Todo ello no pasaría de ser pintoresco, si no fuera porque muchos taconeadores tienden a regodearse especialmente en ambientes por naturaleza silenciosos. Una de las exposiciones de arte más singulares de Madrid es Une semaine de bonté, los collages originales, que Max Ernst
realizó en 1933 y que puede verse en la sala de la Fundación Mapre (Paseo de Recoletos 23). De dimensiones reducidas (unos 15x20 cm), estas 184 obras cumbre del surrealismo piden ser vistas de cerca y con mucha atención. Y en absoluto silencio.
Mi señora y yo no tuvimos suerte.

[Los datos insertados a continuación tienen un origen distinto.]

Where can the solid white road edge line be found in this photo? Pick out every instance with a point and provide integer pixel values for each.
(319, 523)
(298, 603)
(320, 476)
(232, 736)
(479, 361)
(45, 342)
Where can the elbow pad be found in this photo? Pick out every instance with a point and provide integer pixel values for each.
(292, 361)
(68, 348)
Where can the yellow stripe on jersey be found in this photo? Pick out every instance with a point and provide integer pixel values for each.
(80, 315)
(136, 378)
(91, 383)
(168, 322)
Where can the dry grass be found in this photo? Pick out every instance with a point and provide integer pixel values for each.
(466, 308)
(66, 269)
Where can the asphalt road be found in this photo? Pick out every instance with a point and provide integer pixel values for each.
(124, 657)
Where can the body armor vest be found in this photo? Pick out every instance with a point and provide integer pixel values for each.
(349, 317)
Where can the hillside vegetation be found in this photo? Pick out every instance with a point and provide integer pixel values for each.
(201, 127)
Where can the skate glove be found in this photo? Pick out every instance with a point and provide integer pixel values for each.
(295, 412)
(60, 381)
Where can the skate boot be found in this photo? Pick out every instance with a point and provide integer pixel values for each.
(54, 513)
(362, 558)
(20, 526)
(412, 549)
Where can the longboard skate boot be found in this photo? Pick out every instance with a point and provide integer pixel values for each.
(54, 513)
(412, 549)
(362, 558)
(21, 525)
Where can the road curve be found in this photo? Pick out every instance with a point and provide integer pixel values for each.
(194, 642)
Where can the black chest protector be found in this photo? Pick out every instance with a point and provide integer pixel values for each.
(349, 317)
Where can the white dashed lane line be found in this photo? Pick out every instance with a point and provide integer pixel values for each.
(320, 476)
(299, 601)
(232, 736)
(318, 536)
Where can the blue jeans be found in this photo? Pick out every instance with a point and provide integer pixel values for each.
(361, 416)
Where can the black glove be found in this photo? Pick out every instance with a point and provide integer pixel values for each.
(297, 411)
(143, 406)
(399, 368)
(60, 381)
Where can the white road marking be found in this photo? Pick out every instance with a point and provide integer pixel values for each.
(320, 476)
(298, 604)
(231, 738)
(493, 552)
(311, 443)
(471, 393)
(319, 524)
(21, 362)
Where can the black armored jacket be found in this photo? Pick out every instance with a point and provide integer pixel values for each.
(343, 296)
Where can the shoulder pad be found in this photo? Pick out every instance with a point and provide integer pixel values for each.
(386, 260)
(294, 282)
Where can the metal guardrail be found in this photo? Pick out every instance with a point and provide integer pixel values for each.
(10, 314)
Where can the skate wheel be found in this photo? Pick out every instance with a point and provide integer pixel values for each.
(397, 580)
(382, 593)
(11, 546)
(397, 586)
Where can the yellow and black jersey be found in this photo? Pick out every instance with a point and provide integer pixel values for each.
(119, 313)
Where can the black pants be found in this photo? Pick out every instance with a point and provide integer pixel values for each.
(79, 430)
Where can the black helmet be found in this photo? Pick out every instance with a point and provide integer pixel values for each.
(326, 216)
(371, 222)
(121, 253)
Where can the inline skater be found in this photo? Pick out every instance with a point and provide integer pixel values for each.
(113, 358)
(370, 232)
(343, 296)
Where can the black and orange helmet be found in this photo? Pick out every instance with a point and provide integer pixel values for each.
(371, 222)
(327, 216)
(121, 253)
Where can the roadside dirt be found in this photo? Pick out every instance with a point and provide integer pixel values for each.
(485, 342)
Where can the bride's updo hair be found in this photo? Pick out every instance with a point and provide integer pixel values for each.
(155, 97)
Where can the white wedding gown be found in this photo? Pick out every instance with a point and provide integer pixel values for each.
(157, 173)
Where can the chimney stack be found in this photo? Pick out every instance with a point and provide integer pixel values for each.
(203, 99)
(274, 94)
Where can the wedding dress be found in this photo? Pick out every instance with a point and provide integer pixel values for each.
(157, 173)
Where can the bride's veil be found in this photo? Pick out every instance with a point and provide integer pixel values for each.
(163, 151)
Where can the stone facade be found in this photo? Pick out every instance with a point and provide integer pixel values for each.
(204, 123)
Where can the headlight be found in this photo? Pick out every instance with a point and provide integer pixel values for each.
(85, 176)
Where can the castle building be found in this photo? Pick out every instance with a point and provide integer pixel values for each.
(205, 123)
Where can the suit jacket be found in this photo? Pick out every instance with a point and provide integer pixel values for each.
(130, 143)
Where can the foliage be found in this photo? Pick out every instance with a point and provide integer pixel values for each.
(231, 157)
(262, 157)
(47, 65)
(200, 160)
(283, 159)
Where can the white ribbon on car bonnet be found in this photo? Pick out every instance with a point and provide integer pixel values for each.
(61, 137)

Por lo general, mujeres, pero también algún que otro varón y, en nuestro caso y muy en particular, una pareja, todos ellos jóvenes, aprovechaban el fino parqué para lucir su estentóreo taconeo, no menos molesto que los teléfonos móviles en una sala de cine.
Una modesta sugerencia –seguramente poco eficaz– sería aconsejar al público que reduzca el volumen de sus tacones. Otra, menos modesta, pero de rigor en museos de Rusia, sería obligar a los asistentes a descalzarse a la entrada y ofrecerles provisionalmente unas pantuflas para recorrer calzados la exposición. El silencio sería así, como lo pide la obra de Max Ernst, total.